We provide safe passages for the civilians to make the crossing to government controlled areas and on arrival make them welcome and provide facilities which they admit are superior to what they had to endure under the LTTE.
The UN Special Rapporteur on Right to Food Jean Zieglar accused US and UK troops in Iraq of “breaching international law by depriving civilians of food water in besieged cities as they seek to flush out the militants”. He also alleged that US forces “cut off or restricted food and water to encourage residents to flee before the assault”. He further stated” using hunger and deprivation of water as a weapon of war against the civilian population {in} flagrant violation of the Geneva Conventions” Reuters 15 October 2005; also Los Angeles Times and Boston Globe and London Independent 15.Oct 2005.The ruined city of 250000 in Falluja was devoid of electricity, running water and schools.

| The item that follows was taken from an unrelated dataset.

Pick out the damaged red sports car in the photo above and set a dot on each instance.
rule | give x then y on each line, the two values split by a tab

After a 30 year war in a highly affected economy, we still have the strength and the determination to provide welfare facilities to people in LTTE controlled territory. Compare it with the facilities the LTTE are providing the Tamil people? Is it fair criticism to fault us for human rights violations especially when we have freed the people in the East and provided them with an opportunity to enjoy the benefits of democracy and launched on a campaign to usher development and rehabilitate the people. Why cannot those who criticize ask themselves have not the conditions in the East improved after the LTTE were ousted? Compare life then to now.
The government must be criticized and condemned for its lapses for democracy to flourish. It cannot be limited or restricted or truncated. The priority is to free the people from the menace of terrorism. Are you with us or with them, the terrorists?